Understanding the complex magnetic records in natural materials requires knowledge of the fundamental magnetic properties of their minerals. We investigate the common terrestrial magnetic minerals, including iron sulphides, iron oxides, iron-titanium oxides, that have origins from either chemical precipitation, biological synthesis or environmental weathering. Studies range from atomic-scale magnetic mineral structures to macro-scale fundamental rock magnetic properties.
Magnetic proxies are widely used in paleoenvironmental reconstructions. However, traditional environmental magnetic approaches rely heavily on simple magnetic parameters and their ratios. We take a different approach: we determine magnetic property variations from direct observation of magnetic minerals, and combine these with advanced rock magnetism, mathematical unmixing, and magnetic modelling. This helps to get more robust magnetic proxies for tracing environmental processes.
Investigating DRM/PDRM/CRM processes to understand how marine sediments get magnetized. We use a combined experimental and numerical approach: we do laboratory redeposition experiments under controlled conditions, and also build numerical models in order to get a better picture of the magnetic recording processes in marine sediments.
We use a full finite-element micromagnetic model (MERRILL) to simulate the magnetic properties of complex magnetic mineral ensembles, such as biogenic magnetite/magnetotactic bacteria and magnetic mineral inclusions in silicates, that are widely present in many natural environments.
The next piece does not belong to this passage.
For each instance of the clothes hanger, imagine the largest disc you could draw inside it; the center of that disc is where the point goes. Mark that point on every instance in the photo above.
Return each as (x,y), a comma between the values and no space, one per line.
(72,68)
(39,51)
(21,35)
We seek to link the simulation with experimental data to detect subtle changes reflected in magnetic proxies throughout sedimentary records.
This is a new technique where we collect samples from large tsunami boulders (recently from Cape Verde) that were quarried and rotated during the tsunami. Afterwards they slowly acquire a viscous remagnetization whose intensity/blocking temperature increases over time. By measuring this viscous remagnetization, we can calculate the age of the tsunami.
We use first-order reversal curve (FORC) diagrams to understand mixtures of different minerals and different domain states present in a sample. This is done both with numerical models and experimentally on ocean sediments to understand how different minerals vary in response to environmental factors.